Eğitim sistemlerinde en çok dikkatimi çekenler anaokulları ve interaktif sistemleri: Burada ço-cuklar bir yaşında anaokuluna başlıyorlar. İki yaşından itibaren ise zorunlu. İnteraktif sistem ise şöyle oluyor: Ders esnasında öğretmen sa-dece 10 dakika konu anlatıyor. Geri kalan süre sınıfta çocukların grup tartışmaları, kendilerini ifade etmeleri ile geçiyor.
Peki neden en mutlu ülkelerden biri Norveç?
Bunu idrak etmek için buraya turist olarak gelmek bile yeterli olabilir.
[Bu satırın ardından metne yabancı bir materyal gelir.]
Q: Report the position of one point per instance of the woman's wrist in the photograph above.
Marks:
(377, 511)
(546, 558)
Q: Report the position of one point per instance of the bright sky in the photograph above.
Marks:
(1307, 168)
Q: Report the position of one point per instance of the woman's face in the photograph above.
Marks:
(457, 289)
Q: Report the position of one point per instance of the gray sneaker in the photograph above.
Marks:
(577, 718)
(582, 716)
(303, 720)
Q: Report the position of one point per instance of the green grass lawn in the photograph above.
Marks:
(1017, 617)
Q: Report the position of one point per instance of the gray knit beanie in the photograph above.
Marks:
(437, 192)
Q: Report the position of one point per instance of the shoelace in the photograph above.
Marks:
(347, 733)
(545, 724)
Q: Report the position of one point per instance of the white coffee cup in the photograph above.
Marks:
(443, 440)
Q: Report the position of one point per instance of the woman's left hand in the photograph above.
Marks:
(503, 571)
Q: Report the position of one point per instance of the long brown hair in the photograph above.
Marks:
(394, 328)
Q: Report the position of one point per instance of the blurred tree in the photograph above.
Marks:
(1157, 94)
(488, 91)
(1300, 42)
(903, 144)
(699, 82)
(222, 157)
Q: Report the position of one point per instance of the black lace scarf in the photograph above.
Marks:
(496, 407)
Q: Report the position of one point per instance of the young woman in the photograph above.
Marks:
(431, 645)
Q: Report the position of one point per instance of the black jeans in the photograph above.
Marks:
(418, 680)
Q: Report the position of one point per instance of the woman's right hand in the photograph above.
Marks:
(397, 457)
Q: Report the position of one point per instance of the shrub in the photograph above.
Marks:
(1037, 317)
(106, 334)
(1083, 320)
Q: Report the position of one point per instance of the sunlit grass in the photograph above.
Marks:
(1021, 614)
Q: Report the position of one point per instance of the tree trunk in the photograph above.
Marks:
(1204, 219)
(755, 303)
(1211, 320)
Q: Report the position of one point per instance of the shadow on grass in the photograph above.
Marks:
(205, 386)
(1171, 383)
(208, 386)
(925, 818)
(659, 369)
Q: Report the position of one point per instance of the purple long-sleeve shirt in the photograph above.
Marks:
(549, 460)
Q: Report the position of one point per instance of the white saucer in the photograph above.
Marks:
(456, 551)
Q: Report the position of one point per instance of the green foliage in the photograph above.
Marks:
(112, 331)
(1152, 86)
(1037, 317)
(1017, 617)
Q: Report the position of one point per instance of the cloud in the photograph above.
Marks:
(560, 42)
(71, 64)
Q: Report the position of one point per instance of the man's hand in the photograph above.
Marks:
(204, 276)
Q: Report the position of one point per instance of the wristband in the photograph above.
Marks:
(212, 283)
Burada yaşayan hiç kimse diğer insanın hayatına ilgi duymuyor, merak etmiyor. Özel alana ve özel yaşama saygıları çok fazla. Rahatsız olma ihtimalinize binaen sizinle trende, sokakta bile göz göze gelmemeye dikkat ederler. Yeni tanıştıkları insanlara isim ve soy ismin ilerisinde kişisel sorular sormamaya dikkat ederler. Daha da önemlisi hayatlarında kaygı ve stres yok. Gelir, çok düzenli bir şekilde dağılmış. Market görevlisi ve akademisyenin maaşları arasında uçurum bir fark yoktur ve bu sebeple de herkes sevdiği işe, ilgi duyduğu alana yöneliyor. Harika doğal güzelliklere sahip olmalarının da çok etkisi var elbette. Her evin, sokağın yolu bir göle ya da manzaraya çıkar. Dağ gezisi yapmaya çocukluk yaşlarından itibaren bayılırlar. Hatta çok meşhur bir cümleleri vardır; “Ut på tur aldri sur!”. Yani; “Doğa gezisine çık, asla sinirli olma!”.
Hep somon mu yiyoruz?
Evet.. Şaka bir yana Norveçlilerin yemek kültürü çok kötü. Bunu kendileri de kabul ediyorlar. Genellikle patates, kahverengi peynir (bru-nost), somon, waffle ve pizza tüketiyorlar ama bundan şikayetçi değiller çünkü yemek çok da önemli bir şey değil Norveçliler için. Onlar için doymuş olmak asıl mevzu.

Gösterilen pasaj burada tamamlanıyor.